In the year of grace 1806, this sensual, brutal, impious, superstitious, ignorant, and cunning race endowed Italy with a little mountaineer, known as Giacomo Antonelli.
Hawks do not hatch doves. This is an axiom in natural history which has no need of demonstration. Had Giacomo Antonelli been gifted at his birth with the simple virtues of an Arcadian shepherd, his village would have instantly disowned him. But the influence of certain events modified his conduct, although they failed to modify his nature. His infancy and his childhood were subjected to two opposing influences. If he received his earliest lessons from successful brigandage, his next teachers were the gendarmerie. When he was hardly four years old, the discharge of a high moral lesson shook his ears: it was the French troops who were shooting brigands in the outskirts of Sonnino. After the return of Pius VII. he witnessed the decapitation of a few neighbouring relatives who had often dandled him on their knees. Under Leo XII. it was still worse. Those wholesome correctives, the wooden horse and the supple-jack, were permanently established in the village square. About once a fortnight the authorities rased the house of some brigand, after sending his family to the galleys, and paying a reward to the informer who had denounced him. St. Peter’s Gate, which adjoins the house of the Antonellis, was ornamented with a garland of human heads, which eloquent relics grinned dogmatically enough in their iron cages. If the stage be a school of life, surely such a stage as this is a rare teacher. Young Giacomo was enabled to reflect upon the inconveniences of brigandage, even before he had tasted its sweets. About him some men of progress had already engaged in industrial pursuits of a less hazardous nature than robbery. His own father, who, it was whispered, had in him the stuff of a Grasparone or a Passatore, instead of exposing himself upon the highways, took to keeping bullocks, he then became an Intendant, and subsequently was made a Municipal Receiver; by which occupations he acquired more money at considerably less risk.

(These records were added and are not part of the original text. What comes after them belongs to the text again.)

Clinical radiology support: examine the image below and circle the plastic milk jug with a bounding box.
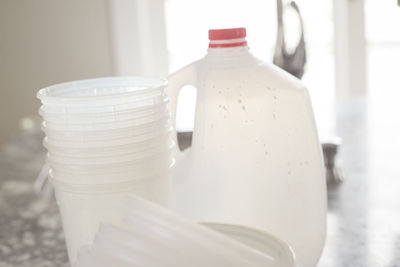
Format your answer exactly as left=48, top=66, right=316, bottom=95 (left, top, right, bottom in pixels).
left=167, top=28, right=326, bottom=267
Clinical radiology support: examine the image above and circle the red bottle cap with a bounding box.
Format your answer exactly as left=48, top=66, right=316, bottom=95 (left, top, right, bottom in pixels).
left=208, top=28, right=247, bottom=48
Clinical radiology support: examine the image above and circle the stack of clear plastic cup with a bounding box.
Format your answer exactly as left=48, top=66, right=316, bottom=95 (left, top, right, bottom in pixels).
left=37, top=77, right=175, bottom=262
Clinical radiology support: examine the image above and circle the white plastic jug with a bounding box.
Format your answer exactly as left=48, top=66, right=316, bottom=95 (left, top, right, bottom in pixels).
left=167, top=28, right=326, bottom=267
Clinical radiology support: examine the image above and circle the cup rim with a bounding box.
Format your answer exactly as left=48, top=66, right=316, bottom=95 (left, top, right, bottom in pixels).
left=37, top=76, right=168, bottom=103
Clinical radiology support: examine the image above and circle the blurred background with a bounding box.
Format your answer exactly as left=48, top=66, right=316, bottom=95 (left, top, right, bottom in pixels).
left=0, top=0, right=400, bottom=143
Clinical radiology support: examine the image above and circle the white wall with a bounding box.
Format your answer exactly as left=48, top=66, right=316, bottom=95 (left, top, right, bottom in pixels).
left=0, top=0, right=113, bottom=143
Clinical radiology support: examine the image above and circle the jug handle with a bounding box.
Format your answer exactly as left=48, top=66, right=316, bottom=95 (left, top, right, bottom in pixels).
left=166, top=61, right=197, bottom=160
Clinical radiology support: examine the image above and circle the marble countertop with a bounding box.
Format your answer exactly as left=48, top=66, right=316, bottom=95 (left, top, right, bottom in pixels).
left=0, top=100, right=400, bottom=267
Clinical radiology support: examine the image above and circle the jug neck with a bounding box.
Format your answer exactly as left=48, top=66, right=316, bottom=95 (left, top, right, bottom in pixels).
left=205, top=28, right=260, bottom=67
left=208, top=28, right=247, bottom=49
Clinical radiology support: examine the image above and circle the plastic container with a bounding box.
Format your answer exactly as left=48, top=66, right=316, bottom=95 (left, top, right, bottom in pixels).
left=75, top=197, right=295, bottom=267
left=42, top=113, right=170, bottom=131
left=37, top=77, right=167, bottom=106
left=203, top=223, right=297, bottom=267
left=41, top=117, right=171, bottom=142
left=43, top=127, right=172, bottom=151
left=39, top=103, right=167, bottom=124
left=51, top=174, right=169, bottom=263
left=167, top=28, right=326, bottom=267
left=47, top=143, right=174, bottom=166
left=47, top=151, right=172, bottom=174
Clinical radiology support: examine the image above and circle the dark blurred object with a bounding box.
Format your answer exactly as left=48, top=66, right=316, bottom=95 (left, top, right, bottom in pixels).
left=273, top=0, right=307, bottom=79
left=322, top=138, right=343, bottom=185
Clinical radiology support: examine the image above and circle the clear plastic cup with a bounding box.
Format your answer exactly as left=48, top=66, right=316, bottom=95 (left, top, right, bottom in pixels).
left=52, top=176, right=169, bottom=263
left=39, top=103, right=168, bottom=124
left=37, top=77, right=167, bottom=107
left=49, top=159, right=175, bottom=186
left=43, top=126, right=173, bottom=150
left=47, top=149, right=173, bottom=173
left=42, top=109, right=169, bottom=131
left=47, top=139, right=175, bottom=166
left=41, top=119, right=171, bottom=142
left=41, top=112, right=170, bottom=131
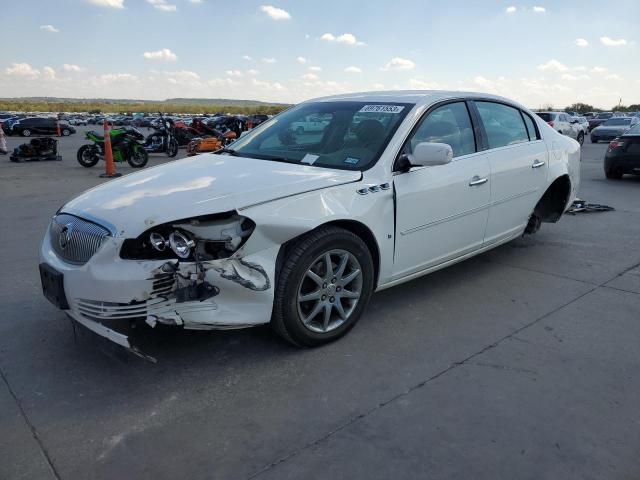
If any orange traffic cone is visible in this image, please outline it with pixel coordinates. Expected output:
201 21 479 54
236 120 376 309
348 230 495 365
100 120 122 178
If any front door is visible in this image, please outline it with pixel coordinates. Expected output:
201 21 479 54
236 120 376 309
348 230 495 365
393 102 491 279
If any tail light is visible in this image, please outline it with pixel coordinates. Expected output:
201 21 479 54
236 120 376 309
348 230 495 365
609 139 623 150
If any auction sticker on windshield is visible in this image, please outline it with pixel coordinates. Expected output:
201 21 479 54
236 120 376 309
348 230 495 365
358 105 404 113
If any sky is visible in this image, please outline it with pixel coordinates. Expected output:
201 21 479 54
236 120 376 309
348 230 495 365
0 0 640 109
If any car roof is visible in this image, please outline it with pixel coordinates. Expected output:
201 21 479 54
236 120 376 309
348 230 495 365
304 90 527 109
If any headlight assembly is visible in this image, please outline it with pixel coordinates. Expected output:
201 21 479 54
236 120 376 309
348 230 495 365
120 212 255 261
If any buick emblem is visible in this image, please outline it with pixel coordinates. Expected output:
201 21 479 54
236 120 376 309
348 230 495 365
58 223 73 250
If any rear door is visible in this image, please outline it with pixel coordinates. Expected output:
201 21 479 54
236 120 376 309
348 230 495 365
474 101 548 244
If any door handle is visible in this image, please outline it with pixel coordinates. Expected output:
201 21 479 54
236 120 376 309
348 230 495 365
531 160 545 168
469 175 489 187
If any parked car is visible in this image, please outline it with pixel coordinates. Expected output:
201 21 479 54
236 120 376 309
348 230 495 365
576 116 589 132
291 114 331 134
591 117 640 143
604 124 640 179
589 112 613 132
247 113 269 127
536 112 587 145
11 117 76 137
69 117 87 127
40 91 581 349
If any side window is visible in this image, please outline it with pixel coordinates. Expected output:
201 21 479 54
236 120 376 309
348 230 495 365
476 102 529 148
407 102 476 157
521 112 540 142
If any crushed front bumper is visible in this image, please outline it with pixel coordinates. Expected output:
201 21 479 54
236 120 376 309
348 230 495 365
40 225 279 349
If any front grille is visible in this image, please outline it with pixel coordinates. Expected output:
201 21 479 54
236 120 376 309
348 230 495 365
50 213 109 265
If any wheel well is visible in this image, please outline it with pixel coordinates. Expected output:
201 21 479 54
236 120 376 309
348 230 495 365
533 175 571 223
274 220 380 289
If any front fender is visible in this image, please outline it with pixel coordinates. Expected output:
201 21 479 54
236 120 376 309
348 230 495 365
238 182 395 283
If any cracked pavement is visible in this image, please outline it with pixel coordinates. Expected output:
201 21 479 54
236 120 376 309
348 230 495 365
0 129 640 479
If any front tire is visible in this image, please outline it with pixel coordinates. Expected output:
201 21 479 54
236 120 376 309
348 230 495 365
127 145 149 168
166 138 180 158
271 227 374 347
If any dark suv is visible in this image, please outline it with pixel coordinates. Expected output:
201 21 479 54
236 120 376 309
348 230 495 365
11 117 76 137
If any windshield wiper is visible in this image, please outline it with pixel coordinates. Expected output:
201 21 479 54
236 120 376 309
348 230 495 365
215 148 240 157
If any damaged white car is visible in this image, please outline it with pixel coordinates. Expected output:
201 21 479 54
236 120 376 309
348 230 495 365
40 91 580 349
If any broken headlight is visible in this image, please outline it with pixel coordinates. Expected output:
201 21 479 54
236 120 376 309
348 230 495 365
120 212 255 261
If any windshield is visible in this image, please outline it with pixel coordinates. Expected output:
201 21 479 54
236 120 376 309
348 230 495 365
536 112 555 122
604 118 631 127
227 101 414 170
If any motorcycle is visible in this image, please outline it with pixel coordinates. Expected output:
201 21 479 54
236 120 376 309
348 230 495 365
144 113 180 158
187 129 236 157
77 128 149 168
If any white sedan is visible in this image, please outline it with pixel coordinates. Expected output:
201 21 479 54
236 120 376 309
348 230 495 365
40 91 580 356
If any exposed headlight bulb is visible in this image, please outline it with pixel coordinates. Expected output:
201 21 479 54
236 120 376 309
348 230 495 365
169 232 196 258
149 232 167 252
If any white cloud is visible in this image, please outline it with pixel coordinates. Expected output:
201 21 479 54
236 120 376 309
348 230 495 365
382 57 416 70
251 78 285 92
409 78 439 90
147 0 178 12
538 59 569 72
142 48 178 62
320 33 366 46
260 5 291 20
5 63 40 77
560 73 589 82
600 37 627 47
40 25 60 33
87 0 124 8
42 67 56 80
62 63 84 73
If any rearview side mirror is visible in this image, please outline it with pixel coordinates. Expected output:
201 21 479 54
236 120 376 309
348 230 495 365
395 142 453 173
412 142 453 167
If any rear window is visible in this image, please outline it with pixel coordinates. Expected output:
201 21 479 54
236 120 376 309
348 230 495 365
604 118 631 127
476 102 529 148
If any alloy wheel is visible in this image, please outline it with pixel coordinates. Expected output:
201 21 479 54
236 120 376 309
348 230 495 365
296 250 363 333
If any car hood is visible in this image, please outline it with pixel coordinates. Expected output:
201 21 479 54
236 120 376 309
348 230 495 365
593 125 629 133
61 154 362 237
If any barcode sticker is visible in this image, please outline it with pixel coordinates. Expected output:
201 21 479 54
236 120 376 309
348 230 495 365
358 105 404 113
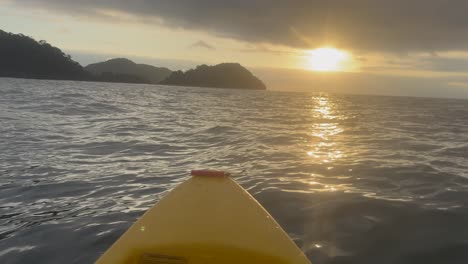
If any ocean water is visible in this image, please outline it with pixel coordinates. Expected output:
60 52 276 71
0 79 468 264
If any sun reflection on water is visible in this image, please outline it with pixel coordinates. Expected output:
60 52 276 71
307 96 345 164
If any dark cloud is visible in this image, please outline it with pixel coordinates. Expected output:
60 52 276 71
7 0 468 52
190 40 216 50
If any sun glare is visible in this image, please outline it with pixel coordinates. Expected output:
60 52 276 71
307 47 350 72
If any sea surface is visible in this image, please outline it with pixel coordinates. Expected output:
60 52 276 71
0 79 468 264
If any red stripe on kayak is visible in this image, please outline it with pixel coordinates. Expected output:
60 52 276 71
191 170 230 177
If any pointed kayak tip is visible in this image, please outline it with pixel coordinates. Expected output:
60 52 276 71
191 170 231 177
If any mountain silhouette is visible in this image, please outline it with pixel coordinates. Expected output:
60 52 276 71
0 30 266 90
0 30 91 80
85 58 172 84
161 63 266 90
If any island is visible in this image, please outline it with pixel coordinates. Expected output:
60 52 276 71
0 30 266 90
161 63 266 90
0 30 91 80
85 58 172 84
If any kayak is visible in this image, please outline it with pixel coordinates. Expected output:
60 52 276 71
96 171 310 264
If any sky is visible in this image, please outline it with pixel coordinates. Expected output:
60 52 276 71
0 0 468 98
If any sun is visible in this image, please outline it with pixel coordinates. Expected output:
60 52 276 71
307 47 350 72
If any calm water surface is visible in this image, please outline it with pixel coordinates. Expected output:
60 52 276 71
0 79 468 264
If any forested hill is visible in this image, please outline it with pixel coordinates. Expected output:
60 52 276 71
161 63 266 90
85 58 172 84
0 30 90 80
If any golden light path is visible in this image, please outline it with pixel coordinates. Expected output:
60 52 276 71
306 47 351 72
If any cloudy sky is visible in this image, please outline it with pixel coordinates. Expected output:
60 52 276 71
0 0 468 98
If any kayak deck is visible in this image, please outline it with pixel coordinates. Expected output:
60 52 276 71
97 170 310 264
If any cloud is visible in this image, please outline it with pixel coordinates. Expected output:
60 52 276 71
7 0 468 53
189 40 216 50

The young Antonelli hesitated for some time as to the choice of a calling. His natural vocation was that of the inhabitants of Sonnino in general, to live in plenty, to enjoy every sort of pleasure, to make himself at home everywhere, to be dependent upon nobody, to rule others, and to frighten them, if necessary, but, above all, to violate the laws with impunity. With the view of attaining so lofty an end without exposing his life, for which he ever had a most particular regard, he entered the great seminary of Rome.
In our land of scepticism, a young man enters the seminary with the hope of being ordained a priest: Antonelli entered it with the opposite intention. But in the capital of the Catholic Church, young Levites of ordinary intelligence become magistrates, prefects, councillors of state, and ministers, while the “dry fruit is thought good enough for making priests.”